I’ve a Pro 7 with Fedora. Best decision ever. I don’t miss anything from Windows. And better yet, PRIVATE!!!
To get you started, check this: https://github.com/linux-surface/linux-surface
Im using my 8 Pro with Ubuntu. Some hickups here and there, the camera does not work, but nothing that has made me want to use Windows again (I have dual boot, but have never used it).
Thanks! i was thinking the same! I just backed up everything om a hard drive and think im gonna be done with windows in general. About to go full linux🤣
I have a surface 8 pro too and the easiest way to set it up was to use Aurora (or bluefin if you prefer Gnome). All the drivers were preloaded and if you want to use luks with the tpm it is a breeze to setup.
You can achieve the same with other distros, I’ve done it with Arch and Nixos too but if you don’t have a solid Linux background I strongly suggest Aurora or Bluefin for an easy and solid installation.
Ill check it out!! Thanks so much!
I run Kubuntu on my surface pro 8, with the surface linux kernal. Everything works except the webcam but I feel that will be fixed soon.
Thats what im concerned about! But i guess if you plug in a web cam you’ll have a camera? Thats what im hoping?

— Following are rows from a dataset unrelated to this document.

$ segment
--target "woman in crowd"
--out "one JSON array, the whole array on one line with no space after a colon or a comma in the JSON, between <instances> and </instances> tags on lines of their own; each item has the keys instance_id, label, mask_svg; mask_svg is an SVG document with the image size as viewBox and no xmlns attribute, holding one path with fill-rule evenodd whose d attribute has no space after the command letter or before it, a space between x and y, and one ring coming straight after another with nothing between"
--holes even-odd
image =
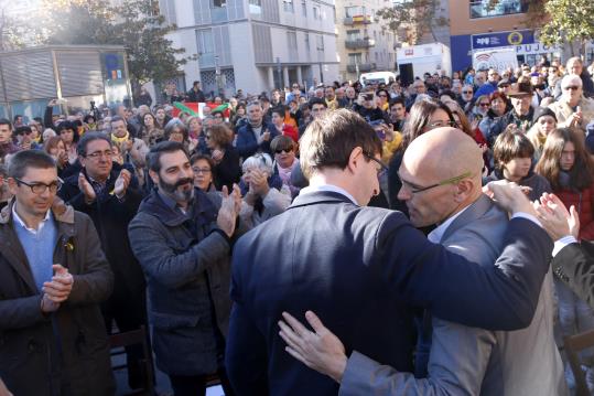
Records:
<instances>
[{"instance_id":1,"label":"woman in crowd","mask_svg":"<svg viewBox=\"0 0 594 396\"><path fill-rule=\"evenodd\" d=\"M388 89L378 89L376 92L377 97L377 107L384 113L388 111L390 108L389 99L390 94L388 93Z\"/></svg>"},{"instance_id":2,"label":"woman in crowd","mask_svg":"<svg viewBox=\"0 0 594 396\"><path fill-rule=\"evenodd\" d=\"M407 205L398 200L397 195L402 186L398 176L398 169L402 163L404 150L410 142L420 135L435 128L456 127L456 121L452 110L441 101L420 100L412 105L402 136L402 143L395 152L388 167L388 197L390 207L408 215Z\"/></svg>"},{"instance_id":3,"label":"woman in crowd","mask_svg":"<svg viewBox=\"0 0 594 396\"><path fill-rule=\"evenodd\" d=\"M214 179L217 190L224 185L231 191L234 183L239 182L241 169L239 154L233 147L233 131L226 125L214 125L206 133L206 143L214 162Z\"/></svg>"},{"instance_id":4,"label":"woman in crowd","mask_svg":"<svg viewBox=\"0 0 594 396\"><path fill-rule=\"evenodd\" d=\"M495 170L485 178L485 184L494 180L505 179L530 188L528 193L530 201L540 199L543 193L552 192L549 181L534 173L533 156L534 147L526 135L518 130L500 133L493 148Z\"/></svg>"},{"instance_id":5,"label":"woman in crowd","mask_svg":"<svg viewBox=\"0 0 594 396\"><path fill-rule=\"evenodd\" d=\"M291 204L291 193L274 175L269 154L257 153L247 158L239 186L244 201L239 217L248 228L281 214Z\"/></svg>"},{"instance_id":6,"label":"woman in crowd","mask_svg":"<svg viewBox=\"0 0 594 396\"><path fill-rule=\"evenodd\" d=\"M237 104L237 107L235 108L235 115L231 118L231 126L234 130L237 131L247 121L248 118L246 114L246 104L241 101Z\"/></svg>"},{"instance_id":7,"label":"woman in crowd","mask_svg":"<svg viewBox=\"0 0 594 396\"><path fill-rule=\"evenodd\" d=\"M277 128L279 135L288 136L294 142L299 141L299 131L295 127L284 122L284 106L277 106L272 109L272 125Z\"/></svg>"},{"instance_id":8,"label":"woman in crowd","mask_svg":"<svg viewBox=\"0 0 594 396\"><path fill-rule=\"evenodd\" d=\"M282 184L291 191L291 197L294 199L301 190L291 183L291 174L299 168L295 143L288 136L277 136L270 142L270 150L274 153L274 173L281 178Z\"/></svg>"},{"instance_id":9,"label":"woman in crowd","mask_svg":"<svg viewBox=\"0 0 594 396\"><path fill-rule=\"evenodd\" d=\"M76 152L76 145L80 138L78 135L77 126L72 121L62 121L56 126L57 136L62 138L66 153L68 154L68 162L71 165L78 163L78 153ZM78 167L80 167L78 164Z\"/></svg>"},{"instance_id":10,"label":"woman in crowd","mask_svg":"<svg viewBox=\"0 0 594 396\"><path fill-rule=\"evenodd\" d=\"M485 141L487 136L490 136L490 128L499 120L499 117L503 117L508 111L507 100L507 96L500 92L494 92L490 95L489 109L478 124L478 129L485 138Z\"/></svg>"},{"instance_id":11,"label":"woman in crowd","mask_svg":"<svg viewBox=\"0 0 594 396\"><path fill-rule=\"evenodd\" d=\"M208 153L208 146L206 145L206 133L202 129L202 119L199 117L190 117L186 120L187 132L190 140L196 139L198 141L195 150L202 154Z\"/></svg>"},{"instance_id":12,"label":"woman in crowd","mask_svg":"<svg viewBox=\"0 0 594 396\"><path fill-rule=\"evenodd\" d=\"M194 171L194 186L204 192L216 191L213 170L215 163L213 159L204 154L194 154L190 159Z\"/></svg>"},{"instance_id":13,"label":"woman in crowd","mask_svg":"<svg viewBox=\"0 0 594 396\"><path fill-rule=\"evenodd\" d=\"M72 174L72 165L68 162L68 153L66 152L66 146L61 137L54 136L47 139L43 143L43 151L52 156L56 161L57 175L61 179L65 179Z\"/></svg>"},{"instance_id":14,"label":"woman in crowd","mask_svg":"<svg viewBox=\"0 0 594 396\"><path fill-rule=\"evenodd\" d=\"M583 146L583 137L569 128L549 133L537 172L551 183L553 193L565 207L575 207L580 218L579 239L594 240L594 163ZM555 279L559 300L559 323L562 335L573 335L594 329L594 313L561 280ZM584 351L585 352L585 351ZM582 358L592 361L592 352ZM573 383L571 368L565 367L568 383Z\"/></svg>"},{"instance_id":15,"label":"woman in crowd","mask_svg":"<svg viewBox=\"0 0 594 396\"><path fill-rule=\"evenodd\" d=\"M473 110L468 115L473 129L477 128L483 118L487 116L490 108L490 99L488 95L480 95L476 98Z\"/></svg>"},{"instance_id":16,"label":"woman in crowd","mask_svg":"<svg viewBox=\"0 0 594 396\"><path fill-rule=\"evenodd\" d=\"M526 136L534 147L534 161L538 162L542 154L542 148L547 137L557 128L557 116L548 107L539 107L534 110L532 118L534 125L528 130Z\"/></svg>"},{"instance_id":17,"label":"woman in crowd","mask_svg":"<svg viewBox=\"0 0 594 396\"><path fill-rule=\"evenodd\" d=\"M147 113L142 117L140 136L149 147L164 140L163 129L158 127L156 118L151 113Z\"/></svg>"},{"instance_id":18,"label":"woman in crowd","mask_svg":"<svg viewBox=\"0 0 594 396\"><path fill-rule=\"evenodd\" d=\"M165 125L171 120L171 117L168 116L165 109L162 106L154 108L154 126L161 130L165 129Z\"/></svg>"},{"instance_id":19,"label":"woman in crowd","mask_svg":"<svg viewBox=\"0 0 594 396\"><path fill-rule=\"evenodd\" d=\"M179 118L172 118L166 125L164 130L164 138L168 141L176 141L184 145L187 152L192 153L195 147L198 145L196 139L191 140L187 133L185 124Z\"/></svg>"}]
</instances>

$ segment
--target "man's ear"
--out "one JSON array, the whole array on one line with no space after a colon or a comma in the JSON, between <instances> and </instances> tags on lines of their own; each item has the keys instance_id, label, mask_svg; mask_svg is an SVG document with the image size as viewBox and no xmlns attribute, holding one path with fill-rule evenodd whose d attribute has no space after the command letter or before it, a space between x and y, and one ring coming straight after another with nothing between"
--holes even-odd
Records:
<instances>
[{"instance_id":1,"label":"man's ear","mask_svg":"<svg viewBox=\"0 0 594 396\"><path fill-rule=\"evenodd\" d=\"M18 188L17 181L12 178L8 178L7 182L8 182L8 191L10 191L12 195L17 195L17 188Z\"/></svg>"},{"instance_id":2,"label":"man's ear","mask_svg":"<svg viewBox=\"0 0 594 396\"><path fill-rule=\"evenodd\" d=\"M350 151L350 156L348 156L348 164L347 168L350 170L350 172L355 171L355 168L357 165L360 165L360 161L364 160L363 157L363 149L360 147L356 147Z\"/></svg>"},{"instance_id":3,"label":"man's ear","mask_svg":"<svg viewBox=\"0 0 594 396\"><path fill-rule=\"evenodd\" d=\"M454 195L454 200L457 202L457 203L461 203L461 202L464 202L465 200L468 199L468 196L472 195L473 191L474 191L474 181L472 179L464 179L464 180L461 180L457 184L456 184L456 193Z\"/></svg>"},{"instance_id":4,"label":"man's ear","mask_svg":"<svg viewBox=\"0 0 594 396\"><path fill-rule=\"evenodd\" d=\"M155 171L149 169L149 175L155 185L159 184L159 174Z\"/></svg>"}]
</instances>

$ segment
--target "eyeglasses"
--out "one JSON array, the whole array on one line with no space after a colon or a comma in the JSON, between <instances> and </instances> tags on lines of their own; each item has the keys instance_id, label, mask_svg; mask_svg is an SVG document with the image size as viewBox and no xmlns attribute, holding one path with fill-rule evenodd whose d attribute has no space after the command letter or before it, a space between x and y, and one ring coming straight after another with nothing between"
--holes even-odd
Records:
<instances>
[{"instance_id":1,"label":"eyeglasses","mask_svg":"<svg viewBox=\"0 0 594 396\"><path fill-rule=\"evenodd\" d=\"M429 128L429 130L431 130L431 129L435 129L435 128L456 127L456 126L457 126L456 121L442 121L442 120L439 120L439 121L429 124L426 126L426 128Z\"/></svg>"},{"instance_id":2,"label":"eyeglasses","mask_svg":"<svg viewBox=\"0 0 594 396\"><path fill-rule=\"evenodd\" d=\"M277 149L277 150L274 150L274 152L277 154L280 154L280 153L283 153L283 152L290 153L291 151L293 151L293 149Z\"/></svg>"},{"instance_id":3,"label":"eyeglasses","mask_svg":"<svg viewBox=\"0 0 594 396\"><path fill-rule=\"evenodd\" d=\"M50 184L39 183L39 182L28 183L17 178L14 178L14 180L17 181L18 184L26 185L28 188L31 189L31 192L33 194L37 194L37 195L43 194L47 189L50 189L50 193L55 194L62 188L62 183L63 183L62 179L60 178L55 182L52 182Z\"/></svg>"},{"instance_id":4,"label":"eyeglasses","mask_svg":"<svg viewBox=\"0 0 594 396\"><path fill-rule=\"evenodd\" d=\"M192 170L193 170L194 173L196 173L196 174L198 174L198 173L207 174L207 173L210 173L210 172L212 172L210 168L192 168Z\"/></svg>"},{"instance_id":5,"label":"eyeglasses","mask_svg":"<svg viewBox=\"0 0 594 396\"><path fill-rule=\"evenodd\" d=\"M111 158L112 154L114 154L114 151L105 150L105 151L95 151L95 152L91 152L90 154L86 154L85 157L93 158L94 160L97 160L100 157Z\"/></svg>"},{"instance_id":6,"label":"eyeglasses","mask_svg":"<svg viewBox=\"0 0 594 396\"><path fill-rule=\"evenodd\" d=\"M420 188L420 186L413 185L413 184L404 181L402 178L400 178L400 181L402 182L402 185L406 185L410 190L411 194L418 194L418 193L422 193L423 191L428 191L428 190L431 190L431 189L434 189L434 188L439 188L440 185L455 184L455 183L460 182L463 179L469 178L471 175L472 175L472 172L465 172L465 173L463 173L463 174L461 174L458 176L442 180L441 182L428 185L426 188Z\"/></svg>"},{"instance_id":7,"label":"eyeglasses","mask_svg":"<svg viewBox=\"0 0 594 396\"><path fill-rule=\"evenodd\" d=\"M384 171L388 171L388 165L381 162L380 160L378 160L377 158L374 158L374 156L369 156L368 153L364 152L363 157L367 158L370 161L374 161L375 163L379 165L379 168L376 167L378 174Z\"/></svg>"}]
</instances>

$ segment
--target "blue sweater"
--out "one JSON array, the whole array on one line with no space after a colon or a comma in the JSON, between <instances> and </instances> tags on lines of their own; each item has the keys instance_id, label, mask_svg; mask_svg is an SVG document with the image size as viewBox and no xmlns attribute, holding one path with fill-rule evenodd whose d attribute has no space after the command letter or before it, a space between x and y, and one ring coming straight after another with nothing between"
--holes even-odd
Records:
<instances>
[{"instance_id":1,"label":"blue sweater","mask_svg":"<svg viewBox=\"0 0 594 396\"><path fill-rule=\"evenodd\" d=\"M41 292L43 282L52 280L53 276L52 265L54 264L54 248L57 240L57 227L54 217L50 215L50 218L45 221L43 227L36 234L24 228L17 218L12 224L23 246L37 290Z\"/></svg>"}]
</instances>

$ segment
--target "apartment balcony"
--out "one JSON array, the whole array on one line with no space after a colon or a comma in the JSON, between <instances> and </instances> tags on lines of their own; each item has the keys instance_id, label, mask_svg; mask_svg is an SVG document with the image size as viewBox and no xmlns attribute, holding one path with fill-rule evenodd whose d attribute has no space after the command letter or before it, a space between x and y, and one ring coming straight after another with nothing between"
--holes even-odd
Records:
<instances>
[{"instance_id":1,"label":"apartment balcony","mask_svg":"<svg viewBox=\"0 0 594 396\"><path fill-rule=\"evenodd\" d=\"M359 49L369 49L376 45L374 39L356 39L356 40L345 40L345 47L348 50L359 50Z\"/></svg>"},{"instance_id":2,"label":"apartment balcony","mask_svg":"<svg viewBox=\"0 0 594 396\"><path fill-rule=\"evenodd\" d=\"M375 63L359 63L359 73L372 72L376 69ZM346 65L348 73L357 73L357 65Z\"/></svg>"},{"instance_id":3,"label":"apartment balcony","mask_svg":"<svg viewBox=\"0 0 594 396\"><path fill-rule=\"evenodd\" d=\"M356 24L369 24L374 22L372 15L353 15L353 17L345 17L343 20L343 24L346 24L347 26L353 26Z\"/></svg>"}]
</instances>

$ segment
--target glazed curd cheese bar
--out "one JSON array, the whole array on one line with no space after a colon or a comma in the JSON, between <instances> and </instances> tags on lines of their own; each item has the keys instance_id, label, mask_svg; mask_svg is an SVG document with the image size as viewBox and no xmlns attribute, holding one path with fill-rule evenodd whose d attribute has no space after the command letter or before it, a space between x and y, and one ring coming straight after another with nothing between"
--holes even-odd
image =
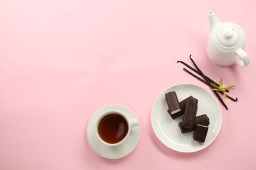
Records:
<instances>
[{"instance_id":1,"label":"glazed curd cheese bar","mask_svg":"<svg viewBox=\"0 0 256 170\"><path fill-rule=\"evenodd\" d=\"M194 132L193 139L197 141L204 143L208 131L208 126L197 124Z\"/></svg>"},{"instance_id":2,"label":"glazed curd cheese bar","mask_svg":"<svg viewBox=\"0 0 256 170\"><path fill-rule=\"evenodd\" d=\"M209 125L210 121L208 116L205 114L204 114L196 117L195 124L193 128L191 129L186 128L181 125L181 123L182 122L179 123L179 126L180 127L181 133L188 133L194 131L197 124L207 126L208 125Z\"/></svg>"},{"instance_id":3,"label":"glazed curd cheese bar","mask_svg":"<svg viewBox=\"0 0 256 170\"><path fill-rule=\"evenodd\" d=\"M167 103L171 115L176 114L181 110L178 97L177 97L177 94L175 91L165 94L165 100Z\"/></svg>"},{"instance_id":4,"label":"glazed curd cheese bar","mask_svg":"<svg viewBox=\"0 0 256 170\"><path fill-rule=\"evenodd\" d=\"M194 97L188 98L186 103L185 112L184 112L183 120L181 126L192 129L195 124L196 112L198 111L198 99Z\"/></svg>"},{"instance_id":5,"label":"glazed curd cheese bar","mask_svg":"<svg viewBox=\"0 0 256 170\"><path fill-rule=\"evenodd\" d=\"M169 112L169 114L170 114L171 117L173 119L175 119L177 118L179 118L179 116L181 116L181 115L182 115L184 114L184 112L185 111L186 101L187 101L188 98L191 98L191 97L193 97L192 95L190 95L190 97L184 99L184 100L182 100L182 101L179 103L179 104L180 105L180 109L181 109L181 110L179 112L178 112L175 114L171 114L170 110L168 109L167 112Z\"/></svg>"}]
</instances>

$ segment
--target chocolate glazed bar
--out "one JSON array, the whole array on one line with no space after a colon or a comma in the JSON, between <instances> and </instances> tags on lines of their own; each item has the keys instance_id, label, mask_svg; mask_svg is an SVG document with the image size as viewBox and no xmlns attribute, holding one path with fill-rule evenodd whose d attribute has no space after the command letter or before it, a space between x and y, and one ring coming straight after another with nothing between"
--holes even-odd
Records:
<instances>
[{"instance_id":1,"label":"chocolate glazed bar","mask_svg":"<svg viewBox=\"0 0 256 170\"><path fill-rule=\"evenodd\" d=\"M182 133L188 133L194 131L196 129L197 124L207 126L210 124L208 116L205 114L196 117L195 124L192 129L187 129L181 125L182 122L179 123L179 126L181 128Z\"/></svg>"},{"instance_id":2,"label":"chocolate glazed bar","mask_svg":"<svg viewBox=\"0 0 256 170\"><path fill-rule=\"evenodd\" d=\"M204 143L207 131L207 126L198 124L194 133L193 139L197 141Z\"/></svg>"},{"instance_id":3,"label":"chocolate glazed bar","mask_svg":"<svg viewBox=\"0 0 256 170\"><path fill-rule=\"evenodd\" d=\"M172 91L165 94L165 100L171 114L176 114L181 110L175 92Z\"/></svg>"},{"instance_id":4,"label":"chocolate glazed bar","mask_svg":"<svg viewBox=\"0 0 256 170\"><path fill-rule=\"evenodd\" d=\"M182 115L184 114L184 112L185 111L186 101L187 101L188 98L191 98L191 97L193 97L192 95L190 95L190 97L184 99L184 100L182 100L182 101L179 103L179 104L180 105L180 108L181 108L181 110L179 112L178 112L175 114L171 114L170 110L168 109L167 112L169 112L169 114L170 114L171 117L173 119L175 119L177 118L179 118L179 116L181 116L181 115Z\"/></svg>"},{"instance_id":5,"label":"chocolate glazed bar","mask_svg":"<svg viewBox=\"0 0 256 170\"><path fill-rule=\"evenodd\" d=\"M186 101L181 125L187 129L193 128L195 124L196 115L198 110L198 99L194 97L188 98Z\"/></svg>"}]
</instances>

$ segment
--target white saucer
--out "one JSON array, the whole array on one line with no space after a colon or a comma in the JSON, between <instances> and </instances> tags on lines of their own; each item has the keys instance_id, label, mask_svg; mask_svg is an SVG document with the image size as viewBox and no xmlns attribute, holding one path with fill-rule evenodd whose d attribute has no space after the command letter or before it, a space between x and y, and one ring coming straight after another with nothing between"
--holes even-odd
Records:
<instances>
[{"instance_id":1,"label":"white saucer","mask_svg":"<svg viewBox=\"0 0 256 170\"><path fill-rule=\"evenodd\" d=\"M128 118L138 118L136 114L127 107L119 105L104 106L96 110L87 124L87 135L91 147L98 155L108 159L117 159L129 154L137 146L140 138L140 125L133 128L125 143L117 146L108 146L101 143L96 137L95 127L96 120L104 112L117 111L127 115Z\"/></svg>"},{"instance_id":2,"label":"white saucer","mask_svg":"<svg viewBox=\"0 0 256 170\"><path fill-rule=\"evenodd\" d=\"M176 92L179 101L190 95L198 99L196 116L206 114L210 120L204 143L193 139L194 131L181 133L178 124L183 116L173 120L169 115L165 94L171 91ZM216 139L222 124L222 112L215 97L208 90L195 84L180 84L168 88L158 97L152 110L151 123L156 136L167 147L179 152L193 152L206 148Z\"/></svg>"}]
</instances>

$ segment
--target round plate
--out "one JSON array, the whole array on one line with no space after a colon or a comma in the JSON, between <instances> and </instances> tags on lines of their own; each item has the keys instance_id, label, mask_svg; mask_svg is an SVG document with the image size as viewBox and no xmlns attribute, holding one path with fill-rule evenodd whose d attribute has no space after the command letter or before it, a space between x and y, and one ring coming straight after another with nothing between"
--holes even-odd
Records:
<instances>
[{"instance_id":1,"label":"round plate","mask_svg":"<svg viewBox=\"0 0 256 170\"><path fill-rule=\"evenodd\" d=\"M104 112L117 111L122 112L128 118L138 118L136 114L127 107L119 105L104 106L96 110L91 117L87 124L87 136L89 143L94 151L98 155L108 159L117 159L130 154L137 146L140 138L140 125L133 128L129 137L121 145L117 146L107 146L98 140L95 134L96 120Z\"/></svg>"},{"instance_id":2,"label":"round plate","mask_svg":"<svg viewBox=\"0 0 256 170\"><path fill-rule=\"evenodd\" d=\"M190 95L198 99L196 116L206 114L210 120L204 143L193 139L194 131L181 133L178 124L182 121L182 116L173 120L168 114L165 94L171 91L176 92L180 101ZM180 84L168 88L158 97L152 110L151 123L156 136L167 147L193 152L206 148L216 139L221 130L222 112L219 102L209 91L195 84Z\"/></svg>"}]
</instances>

I have never tried it myself, but as it seems to be a driver issue with the built in cam, I don’t see any reason why a USB one wouldn’t work
Yeahh truu, sounds like a good idea! Honestly i hope someome figures that out because im not tech savvy enough for that🤣🤣
Definitely doable! I’ve run several Linux distributions on Surface devices. I had good experiences out of the box with Ubuntu and Mint, and not-great experiences with Debian Bookworm (even with the Nvidia driver, it could never seem to work out that the external monitor on my machine was a primary. I did not try the Surface-specific kernel, however. Good luck!
Thanks❤️ you can do it with mint? Good to know!
Your first Linux install? Definitely Mint.
I’ve been using Linux since the days of Slackware on floppies, and I still like Mint. It seems to just work – I’m not at all averse to “more hardcore” distributions, but would rather get on with my work. That being said, the Surface kernel is a nice piece of software and worth considering for an optimal experience on Surface.
Thanks so much! I definitely was look into that!